Posted on 5:00 AM by Unknown

Lots of things have changed since last I saw Kay Scarpetta. In Patricia Cornwell’s Port Mortuary, Kay is married to Benton, an FBI agent, Marino is still his offish self, and Lucy owns a helicopter and seems to being black ops for the FBI. She is  now living in Cambridge, Massachusetts and is at the Cambridge Forensic Center (CFC). Kay is in the middle of things as always. As she is whisked away from Dover AFB to Cambridge the intrigue begins with a bizarre murder near her home, a child’s death, and incompetence at all levels. Just another day in the life of Kay Scarpetta. We are introduced to interesting weapons, UGV’s (Unmanned ground vehicles) nail guns, other interesting vehicles, and coincidences. The six degrees of separation are common in this sleep deprived story.

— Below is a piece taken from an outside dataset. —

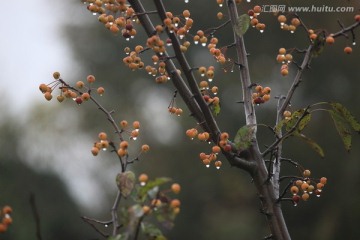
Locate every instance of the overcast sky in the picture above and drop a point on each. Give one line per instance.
(31, 47)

Speaking of the six degrees, when Lucy says to her aunt about Marino: “It’s not about trust. It’s about acknowledging limitations.” (page 77) That struck as I had just been reading about that was mentioned in The Visioneers and how the technology of this story reminds me of the technology in that story. As Kay is contemplating her round building and thinking of Buckminster Fuller she is thinking about he would like her building but “I don’t agree with his belief that technology can save us. Certainly, it isn’t making us more civilized, and I actually think the opposite is true.” (page 181). This is interesting after seeing how the technology actually did help us as we learned in Across Atlantic Ice and again in The Visioneers. And of course how she and Lucy work the technology in this story and reminisce about that trip they took to London to see a da Vinci exhibit at the Courtauld, an exhibit a dead man found in Norton’s Woods may have been to as well. At a previous CNN appearance the interviewer said, “Autobotsies.” To which Kay responded, “I beg your pardon.” “Robotic autopsies. Someday they’ll take your place.” Perhaps being clairvoyant  in 2010 because in the March Atlantic Monthly read all about it in “The Robot will see you now, Is your doctor becoming obsolete?” We learn that tinkering, the hot topic of The Tinkerersand The Visioneers, can also get you killed. Lots of nanotechnology yak yak too. Not coincidences, but the six degrees of separation seem to engulf us all.
Cornwell did commit one of the most egregious sins in this story(page 428). She used the oft misquote of Emerson to try to make a point and blew it. The mistake is to omit the word “foolish.” Emerson said, "A foolish consistency is the hobgoblin of little minds." Oftentimes people forget to use the word “foolish” when they want to use this excellent quote but for the wrong reason. By simply forgetting “foolish” it makes consistency a bad thing, whereas consistency isn’t bad, it is “foolish” consistency that is bad and there is a huge difference.